There was enough distance that many of us felt we could take more risks in sharing our growing areas, and we were getting to know other group members enough that we were forming relationships, which reminded us of what was at stake in our discussion. As we delved deeper, we became empowered to name our “bubble,” and our format exposed us to other life experiences, some of which we have been long disconnected from, consciously or unconsciously. So what may have been seen initially as a “pastor’s choice” book study became, with the help of our Hanover Park partners, our first steps into a larger, ongoing discovery. We continue taking these steps in conversation, Bible study, sermons and in connecting with the community beyond our bubble.

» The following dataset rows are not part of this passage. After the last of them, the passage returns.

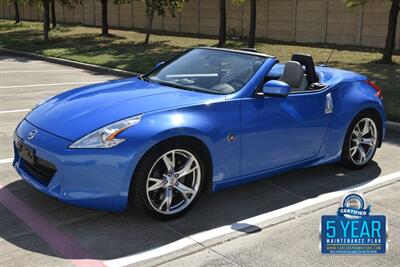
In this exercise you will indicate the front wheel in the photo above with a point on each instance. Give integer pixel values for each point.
(168, 181)
(361, 142)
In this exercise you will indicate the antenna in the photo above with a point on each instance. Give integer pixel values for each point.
(329, 58)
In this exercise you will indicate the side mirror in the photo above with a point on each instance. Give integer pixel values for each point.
(158, 65)
(276, 88)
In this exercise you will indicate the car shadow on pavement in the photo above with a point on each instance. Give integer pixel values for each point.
(109, 236)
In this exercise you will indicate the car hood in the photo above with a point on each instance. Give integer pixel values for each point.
(78, 112)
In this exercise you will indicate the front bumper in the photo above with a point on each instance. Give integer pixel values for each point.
(92, 178)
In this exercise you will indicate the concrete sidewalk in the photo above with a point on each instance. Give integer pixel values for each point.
(296, 242)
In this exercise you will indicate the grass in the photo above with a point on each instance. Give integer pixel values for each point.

When the Christian education team at our small church invited all members to read “Waking Up White” during Lent, the reactions varied greatly. Some members were eager to engage with the book, hoping to find a way to have meaningful conversations about race, while others whether the author’s reflections could say anything they had not already learned through painful personal experience.
About 20 of our members decided the best way for them to engage would be to read the book independently, but a diverse group of approximately a dozen others (including white, Asian, black and Latino congregants) decided to take the plunge into joining a weekly book-study that also exchanged letters with the group from Geneseo.
Through the duration of this study, the group discovered that its diversity was both its challenge and its strength. At times there was a sense of loneliness in the endeavor, as participants discovered that their own perspectives and experiences (of privilege or marginalization) were not always shared or understood by the others. Some wrestled with feelings of helplessness and shame, though others experienced the relief that comes from finally being heard. It was the sharing of stories and perspectives with one another, as well as sharing those stories and perspectives in the letters sent to the members in Geneseo, that proved to be transformational. Each week the world seemed to expand slightly for each of those participating in both the study and the letter writing. A deep curiosity began to pervade the group meetings, and soon participants were asking what we could do together to help bring about a future where racism is a thing of the past.
Even though the study has ended, it has been my joy to see that the engagement continues. The experience gave us new language and awareness of the world, and some members of the study have taken their learnings into conversations with their families and work colleagues. There they are sparking new conversations about race, privilege and what it may take to dismantle the oppressive system of racism.
Members from the First Presbyterian Church of Geneseo and Christ Presbyterian Church in Hanover Park were able to break bread together last Sunday, June 25, 2017, for a time of further reflection on their shared experience. It was a gathering filled with learning and hope.
RYAN LANDINO is the pastor of the First Presbyterian Church in Geneseo, Illinois. LISA M. LÓPEZ is the pastor of Christ Presbyterian Church in Hanover Park, Illinois.